Illustrating two causes of inefficiency in electric kettles sold in the 2020s
by Stephen Hewitt | Published
This article shows with photographs two causes of inefficiency in an electric kettle bought in 2021. These are:
An automatic cut-out that continues to push heat into the water after it has started boiling, so that heat is lost vaporising water.
A significant heat reservoir within the kettle. The heat in this reservoir is left behind and wasted when the water is poured out. It may also be lost vaporising water after the power has been turned off, as shown in Figure 1.
It then reports a simple experiment to quantify the heat lost in the kettle's heat reservoir.
Although the kettle shown here is typical of many kettles, not all kettles are the same. Some of them have adjustable target temperatures for the automatic cut-out and do not have to boil the water. Some of them have the heating element in the water rather than concealed in the base.

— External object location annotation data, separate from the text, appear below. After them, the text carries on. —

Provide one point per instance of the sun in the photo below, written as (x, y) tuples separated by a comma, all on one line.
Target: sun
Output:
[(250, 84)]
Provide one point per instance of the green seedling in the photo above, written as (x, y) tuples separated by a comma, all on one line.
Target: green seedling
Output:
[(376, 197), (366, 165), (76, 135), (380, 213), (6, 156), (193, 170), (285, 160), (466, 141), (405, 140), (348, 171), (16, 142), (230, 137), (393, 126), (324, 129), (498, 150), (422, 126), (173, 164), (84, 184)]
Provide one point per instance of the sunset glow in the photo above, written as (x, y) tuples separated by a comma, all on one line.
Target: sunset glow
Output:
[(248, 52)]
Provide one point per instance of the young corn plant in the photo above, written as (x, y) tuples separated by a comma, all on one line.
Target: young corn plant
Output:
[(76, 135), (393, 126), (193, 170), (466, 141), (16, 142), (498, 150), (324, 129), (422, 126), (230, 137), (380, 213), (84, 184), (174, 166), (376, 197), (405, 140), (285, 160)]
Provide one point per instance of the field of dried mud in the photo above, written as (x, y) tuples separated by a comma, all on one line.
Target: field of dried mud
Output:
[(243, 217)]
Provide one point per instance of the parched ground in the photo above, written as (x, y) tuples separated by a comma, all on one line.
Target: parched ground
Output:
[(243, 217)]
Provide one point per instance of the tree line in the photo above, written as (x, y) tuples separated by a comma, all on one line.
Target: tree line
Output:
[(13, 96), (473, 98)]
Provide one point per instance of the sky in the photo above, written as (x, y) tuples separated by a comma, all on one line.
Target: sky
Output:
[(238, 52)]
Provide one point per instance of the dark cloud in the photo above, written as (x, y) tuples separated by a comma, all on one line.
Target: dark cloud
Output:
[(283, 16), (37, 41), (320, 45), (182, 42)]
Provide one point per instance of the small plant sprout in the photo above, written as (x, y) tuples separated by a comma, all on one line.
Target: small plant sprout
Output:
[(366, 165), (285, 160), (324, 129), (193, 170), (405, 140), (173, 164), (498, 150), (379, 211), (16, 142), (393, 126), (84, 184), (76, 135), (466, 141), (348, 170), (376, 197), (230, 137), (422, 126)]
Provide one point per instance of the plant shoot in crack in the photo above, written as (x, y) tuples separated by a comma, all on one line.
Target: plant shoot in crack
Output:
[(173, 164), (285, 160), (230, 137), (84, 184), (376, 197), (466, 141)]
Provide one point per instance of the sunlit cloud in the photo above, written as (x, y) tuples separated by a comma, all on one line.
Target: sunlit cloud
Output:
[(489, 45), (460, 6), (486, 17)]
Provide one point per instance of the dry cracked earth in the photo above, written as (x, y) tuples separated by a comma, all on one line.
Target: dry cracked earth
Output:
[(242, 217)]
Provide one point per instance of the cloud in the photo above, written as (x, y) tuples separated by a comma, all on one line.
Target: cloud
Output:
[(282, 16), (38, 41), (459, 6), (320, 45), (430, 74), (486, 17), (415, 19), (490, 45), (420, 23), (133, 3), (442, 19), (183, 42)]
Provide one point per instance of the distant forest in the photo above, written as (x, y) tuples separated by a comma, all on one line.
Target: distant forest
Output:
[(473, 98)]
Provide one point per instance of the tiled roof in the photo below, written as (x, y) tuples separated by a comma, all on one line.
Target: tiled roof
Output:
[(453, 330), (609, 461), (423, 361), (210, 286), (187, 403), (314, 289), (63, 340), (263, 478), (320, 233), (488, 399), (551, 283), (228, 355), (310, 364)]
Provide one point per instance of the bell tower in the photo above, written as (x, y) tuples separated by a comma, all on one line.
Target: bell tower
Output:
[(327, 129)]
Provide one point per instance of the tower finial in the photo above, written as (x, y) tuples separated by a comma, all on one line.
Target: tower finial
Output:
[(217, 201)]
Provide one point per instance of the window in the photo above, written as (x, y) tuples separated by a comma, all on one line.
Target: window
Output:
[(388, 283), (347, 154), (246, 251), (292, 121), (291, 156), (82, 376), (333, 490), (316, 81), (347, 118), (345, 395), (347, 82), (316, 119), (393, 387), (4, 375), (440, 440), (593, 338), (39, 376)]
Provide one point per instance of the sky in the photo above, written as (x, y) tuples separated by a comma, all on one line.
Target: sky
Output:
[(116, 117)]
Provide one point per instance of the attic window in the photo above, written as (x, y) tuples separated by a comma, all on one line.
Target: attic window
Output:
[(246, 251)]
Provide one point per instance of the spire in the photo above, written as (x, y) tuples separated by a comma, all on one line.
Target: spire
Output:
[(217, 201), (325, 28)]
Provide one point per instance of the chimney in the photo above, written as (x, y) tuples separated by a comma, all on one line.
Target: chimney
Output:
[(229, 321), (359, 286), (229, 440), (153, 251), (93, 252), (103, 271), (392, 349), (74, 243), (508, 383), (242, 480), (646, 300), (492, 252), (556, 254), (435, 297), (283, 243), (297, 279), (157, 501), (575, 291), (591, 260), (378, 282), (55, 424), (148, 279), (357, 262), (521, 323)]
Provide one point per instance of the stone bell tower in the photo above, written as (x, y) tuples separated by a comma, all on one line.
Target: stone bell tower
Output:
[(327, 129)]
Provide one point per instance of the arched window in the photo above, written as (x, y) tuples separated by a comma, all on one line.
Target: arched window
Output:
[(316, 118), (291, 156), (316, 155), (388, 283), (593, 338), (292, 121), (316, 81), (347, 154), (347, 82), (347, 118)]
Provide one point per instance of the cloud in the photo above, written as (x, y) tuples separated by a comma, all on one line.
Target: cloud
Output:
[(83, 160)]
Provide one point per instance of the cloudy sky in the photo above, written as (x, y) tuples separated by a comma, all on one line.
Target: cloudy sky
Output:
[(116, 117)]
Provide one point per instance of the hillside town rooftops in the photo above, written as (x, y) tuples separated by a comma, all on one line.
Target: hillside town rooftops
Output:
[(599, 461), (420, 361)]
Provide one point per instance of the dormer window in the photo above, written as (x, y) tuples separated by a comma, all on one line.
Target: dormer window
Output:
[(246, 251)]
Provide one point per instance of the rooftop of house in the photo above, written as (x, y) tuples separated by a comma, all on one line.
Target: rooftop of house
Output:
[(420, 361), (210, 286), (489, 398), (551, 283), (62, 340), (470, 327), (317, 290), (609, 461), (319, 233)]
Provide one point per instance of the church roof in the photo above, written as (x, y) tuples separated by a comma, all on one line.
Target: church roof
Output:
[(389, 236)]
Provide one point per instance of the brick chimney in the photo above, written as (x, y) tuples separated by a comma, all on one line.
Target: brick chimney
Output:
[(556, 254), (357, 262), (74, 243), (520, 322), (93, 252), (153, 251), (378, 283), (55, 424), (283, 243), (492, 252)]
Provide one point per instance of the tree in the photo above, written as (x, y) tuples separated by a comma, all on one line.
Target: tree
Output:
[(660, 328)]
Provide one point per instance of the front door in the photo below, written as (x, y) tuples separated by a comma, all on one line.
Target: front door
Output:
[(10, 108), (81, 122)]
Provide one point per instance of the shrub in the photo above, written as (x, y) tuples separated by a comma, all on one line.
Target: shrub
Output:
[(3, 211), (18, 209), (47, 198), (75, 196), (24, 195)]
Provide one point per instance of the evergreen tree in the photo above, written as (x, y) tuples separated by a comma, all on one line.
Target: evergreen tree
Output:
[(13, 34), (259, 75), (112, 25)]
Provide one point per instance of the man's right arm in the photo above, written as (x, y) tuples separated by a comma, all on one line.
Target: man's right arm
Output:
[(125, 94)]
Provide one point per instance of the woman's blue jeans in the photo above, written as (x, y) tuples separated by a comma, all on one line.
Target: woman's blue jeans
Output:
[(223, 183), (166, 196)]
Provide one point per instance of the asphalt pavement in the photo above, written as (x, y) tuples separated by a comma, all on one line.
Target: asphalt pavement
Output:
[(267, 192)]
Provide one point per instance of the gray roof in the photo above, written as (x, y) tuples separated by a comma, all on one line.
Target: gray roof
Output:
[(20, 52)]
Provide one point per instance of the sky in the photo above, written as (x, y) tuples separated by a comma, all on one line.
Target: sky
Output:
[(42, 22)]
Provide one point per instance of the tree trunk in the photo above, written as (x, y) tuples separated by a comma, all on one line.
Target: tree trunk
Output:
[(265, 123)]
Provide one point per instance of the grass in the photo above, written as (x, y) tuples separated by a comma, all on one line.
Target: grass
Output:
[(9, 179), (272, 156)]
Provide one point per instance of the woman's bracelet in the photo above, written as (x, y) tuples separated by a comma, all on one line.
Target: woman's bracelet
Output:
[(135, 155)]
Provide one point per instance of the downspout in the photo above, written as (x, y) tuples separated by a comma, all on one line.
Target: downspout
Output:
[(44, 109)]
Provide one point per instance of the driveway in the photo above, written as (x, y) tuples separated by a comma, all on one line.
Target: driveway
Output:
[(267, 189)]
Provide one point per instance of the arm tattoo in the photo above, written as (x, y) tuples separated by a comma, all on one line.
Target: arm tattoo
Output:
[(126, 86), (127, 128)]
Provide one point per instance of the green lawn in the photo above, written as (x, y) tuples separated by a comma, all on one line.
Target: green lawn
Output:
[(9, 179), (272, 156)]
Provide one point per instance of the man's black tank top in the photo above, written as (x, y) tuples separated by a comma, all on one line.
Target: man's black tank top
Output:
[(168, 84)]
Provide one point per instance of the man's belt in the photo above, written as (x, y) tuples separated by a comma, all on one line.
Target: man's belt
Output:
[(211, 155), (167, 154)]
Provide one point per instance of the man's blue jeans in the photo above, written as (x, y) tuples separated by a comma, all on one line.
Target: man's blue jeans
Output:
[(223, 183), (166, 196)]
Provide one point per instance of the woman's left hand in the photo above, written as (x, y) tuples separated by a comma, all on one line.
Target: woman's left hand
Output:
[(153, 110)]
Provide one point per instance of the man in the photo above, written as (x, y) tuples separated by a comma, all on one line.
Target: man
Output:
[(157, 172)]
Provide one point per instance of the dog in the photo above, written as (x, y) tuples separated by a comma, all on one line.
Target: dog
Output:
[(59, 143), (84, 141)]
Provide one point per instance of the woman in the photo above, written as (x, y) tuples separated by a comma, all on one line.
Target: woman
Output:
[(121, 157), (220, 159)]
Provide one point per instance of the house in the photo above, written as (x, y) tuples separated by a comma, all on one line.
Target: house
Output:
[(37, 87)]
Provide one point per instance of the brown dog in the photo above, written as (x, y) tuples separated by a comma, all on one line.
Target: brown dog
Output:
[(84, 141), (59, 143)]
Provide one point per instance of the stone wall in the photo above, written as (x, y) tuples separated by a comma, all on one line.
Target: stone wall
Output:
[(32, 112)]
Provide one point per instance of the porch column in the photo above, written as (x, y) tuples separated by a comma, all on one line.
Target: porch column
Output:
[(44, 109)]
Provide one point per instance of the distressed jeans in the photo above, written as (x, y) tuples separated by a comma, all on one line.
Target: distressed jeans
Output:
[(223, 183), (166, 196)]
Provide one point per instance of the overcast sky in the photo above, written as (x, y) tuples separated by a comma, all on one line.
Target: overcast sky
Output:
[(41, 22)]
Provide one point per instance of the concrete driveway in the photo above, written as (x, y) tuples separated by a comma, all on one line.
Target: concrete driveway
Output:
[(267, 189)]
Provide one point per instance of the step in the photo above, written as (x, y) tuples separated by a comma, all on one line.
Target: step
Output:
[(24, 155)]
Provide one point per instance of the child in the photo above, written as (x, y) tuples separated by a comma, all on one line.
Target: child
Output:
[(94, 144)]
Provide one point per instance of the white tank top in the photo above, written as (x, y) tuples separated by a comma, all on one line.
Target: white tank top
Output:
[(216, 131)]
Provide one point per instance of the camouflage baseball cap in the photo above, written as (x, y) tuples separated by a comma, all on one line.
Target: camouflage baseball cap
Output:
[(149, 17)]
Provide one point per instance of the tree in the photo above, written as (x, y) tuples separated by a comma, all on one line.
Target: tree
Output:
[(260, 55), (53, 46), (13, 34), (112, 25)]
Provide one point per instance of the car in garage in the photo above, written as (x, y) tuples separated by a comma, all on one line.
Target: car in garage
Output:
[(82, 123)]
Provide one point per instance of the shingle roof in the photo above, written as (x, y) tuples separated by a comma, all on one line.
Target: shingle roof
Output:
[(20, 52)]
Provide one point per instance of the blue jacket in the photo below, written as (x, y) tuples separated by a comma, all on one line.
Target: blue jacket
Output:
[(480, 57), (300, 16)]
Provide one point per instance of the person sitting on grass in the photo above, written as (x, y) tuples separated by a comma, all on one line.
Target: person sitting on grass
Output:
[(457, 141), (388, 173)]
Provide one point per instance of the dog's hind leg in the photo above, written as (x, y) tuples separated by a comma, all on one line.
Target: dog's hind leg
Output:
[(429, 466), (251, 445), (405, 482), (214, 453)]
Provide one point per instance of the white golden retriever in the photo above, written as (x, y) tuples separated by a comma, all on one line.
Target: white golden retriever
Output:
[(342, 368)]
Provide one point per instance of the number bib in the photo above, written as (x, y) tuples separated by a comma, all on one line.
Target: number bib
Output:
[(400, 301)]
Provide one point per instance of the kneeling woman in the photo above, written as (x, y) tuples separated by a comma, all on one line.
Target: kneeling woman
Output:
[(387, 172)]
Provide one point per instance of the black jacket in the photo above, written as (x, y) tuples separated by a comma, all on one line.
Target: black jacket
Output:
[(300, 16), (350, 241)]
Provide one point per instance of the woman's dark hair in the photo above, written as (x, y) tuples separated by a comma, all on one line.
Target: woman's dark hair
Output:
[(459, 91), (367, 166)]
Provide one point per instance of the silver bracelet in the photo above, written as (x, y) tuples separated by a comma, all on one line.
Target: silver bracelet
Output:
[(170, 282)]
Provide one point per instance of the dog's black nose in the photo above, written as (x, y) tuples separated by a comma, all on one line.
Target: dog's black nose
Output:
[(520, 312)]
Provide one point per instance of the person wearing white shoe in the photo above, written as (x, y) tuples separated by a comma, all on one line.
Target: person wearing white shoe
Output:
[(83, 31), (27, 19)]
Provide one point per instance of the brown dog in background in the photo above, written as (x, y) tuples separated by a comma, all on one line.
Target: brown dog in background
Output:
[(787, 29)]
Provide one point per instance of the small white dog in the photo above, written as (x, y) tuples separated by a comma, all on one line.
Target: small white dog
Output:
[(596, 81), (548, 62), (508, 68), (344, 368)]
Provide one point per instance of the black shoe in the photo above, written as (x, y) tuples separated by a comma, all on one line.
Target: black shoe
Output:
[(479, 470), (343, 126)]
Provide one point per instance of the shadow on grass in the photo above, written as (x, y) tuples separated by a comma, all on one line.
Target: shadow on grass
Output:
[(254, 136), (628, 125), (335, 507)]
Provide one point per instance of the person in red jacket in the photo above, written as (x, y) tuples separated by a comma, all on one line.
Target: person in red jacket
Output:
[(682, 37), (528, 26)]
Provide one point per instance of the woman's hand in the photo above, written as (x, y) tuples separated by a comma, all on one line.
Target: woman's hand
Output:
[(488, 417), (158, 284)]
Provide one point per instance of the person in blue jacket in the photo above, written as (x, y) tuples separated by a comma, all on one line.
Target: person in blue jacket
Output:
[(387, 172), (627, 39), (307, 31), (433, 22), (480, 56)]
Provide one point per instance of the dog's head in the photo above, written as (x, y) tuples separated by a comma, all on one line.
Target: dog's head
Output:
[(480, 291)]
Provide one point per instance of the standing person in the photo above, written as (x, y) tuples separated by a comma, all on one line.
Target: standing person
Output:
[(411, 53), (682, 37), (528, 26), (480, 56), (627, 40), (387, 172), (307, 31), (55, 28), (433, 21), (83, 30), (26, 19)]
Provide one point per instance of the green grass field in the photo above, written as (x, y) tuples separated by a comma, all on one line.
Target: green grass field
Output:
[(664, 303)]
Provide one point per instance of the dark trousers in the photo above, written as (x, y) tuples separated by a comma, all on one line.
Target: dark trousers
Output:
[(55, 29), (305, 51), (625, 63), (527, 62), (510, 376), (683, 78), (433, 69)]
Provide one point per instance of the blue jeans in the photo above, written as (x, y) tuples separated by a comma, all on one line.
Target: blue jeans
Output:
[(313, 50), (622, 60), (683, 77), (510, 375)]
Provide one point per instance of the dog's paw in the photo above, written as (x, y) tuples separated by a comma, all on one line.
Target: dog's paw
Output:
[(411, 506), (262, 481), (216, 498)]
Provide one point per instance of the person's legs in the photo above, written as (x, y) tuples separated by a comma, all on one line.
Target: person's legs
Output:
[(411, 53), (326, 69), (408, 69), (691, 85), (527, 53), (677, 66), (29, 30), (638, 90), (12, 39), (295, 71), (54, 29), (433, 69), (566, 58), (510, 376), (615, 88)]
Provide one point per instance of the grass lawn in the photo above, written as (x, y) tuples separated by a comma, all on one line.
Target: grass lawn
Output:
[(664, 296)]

The kettle shown here uses a bimetallic strip and relies on steam passing down a plastic duct on the back of the kettle to heat the strip. Its heating element is concealed in its base, where there is evidently a significant heat reservoir.
The photographs in Figures 2-9 are a sequence showing what happens when this kettle is left to switch itself off automatically. The stopwatch next to the kettle is intended to show the relative time of each photograph. (It was not started exactly when the heating started). The glass walls of the kettle show the water boiling. The ring of blue LED light around the base of this kettle goes on and off with the heating element, so each photograph also shows whether the heating element is on or off.
They show that this kettle kept the power on (about 2.1 kW as measured by a plug-in power meter) for more than 15 seconds with the water already boiling and that even after the automatic cut-out the water continued to boil from the kettle's stored heat.
Quantifying the waste heat left in the kettle
After the photographs here I made an experiment to estimate the heat left behind in this kettle.
The kettle was heated to near boiling, turned off, and emptied immediately. Then a known quantity of cold water at a known temperature was poured in as quickly as possible, in order that it would absorb the heat left in the kettle's hidden heat reservoir. This new water was left in the kettle for 90 seconds to absorb heat and then its temperature measured again.
In more detail, the temperature of this water was measured, both before and after it was in the kettle, by putting it into a vacuum flask and shaking the flask to ensure an even temperature and then making the measurement. Room temperature was about 19 °C, slightly below the initial temperature of the new water, meaning that no heat could come into the water from the environment.
Results
Initial temperature of cold water in vacuum flask = 21.2 °C
Temperature of water back in vacuum flask after 90 seconds in the just-used kettle = 32.9 °C
Mass of water determined by weighing = 630g
From these figures it is possible to calculate the waste heat energy that has been absorbed by the new water assuming a specific heat of water of 4,180 J/(K kg) as follows:
Waste heat = (32.9 - 21.2) x 0.630 x 4180 = ~31 kJ
To put this in perspective, the theoretical amount of energy that would be required to heat the kettle's minimum fill of water (600g) from room temperature (say 20 °C) to 100 °C would be:
Heat = (100 - 20) x 0.6 x 4180 = ~200.6 kJ
So ignoring other losses, to boil water on its minimum fill this kettle would waste in heating itself energy equal to at least 31/200.6 or ~15% of the heat that actually went into the water.
This is must be less than the true figure as the heat left in the kettle must be more than the amount actually absorbed by the new water, for several reasons.
By the laws of thermodynamics, it would never be possible to extract all the heat left behind in the kettle. The best you can hope for is that the temperature of the water becomes equal to the temperature of the kettle's heat reservoir. If the thermal capacity of the heat reservoir is small relative to the thermal capacity of the water, that would mean that most of the heat is then in the water. Further investigation is needed to measure the thermal capacity of this hidden reservoir, which this simple experiment does not attempt.
Heat is constantly lost to the environment while the new cold water is absorbing heat from the kettle.
The choice of 90 seconds to absorb the heat was arbitrary and may not have been long enough to absorb as much as possible. Further work would be required to find the optimum time, given the previous point.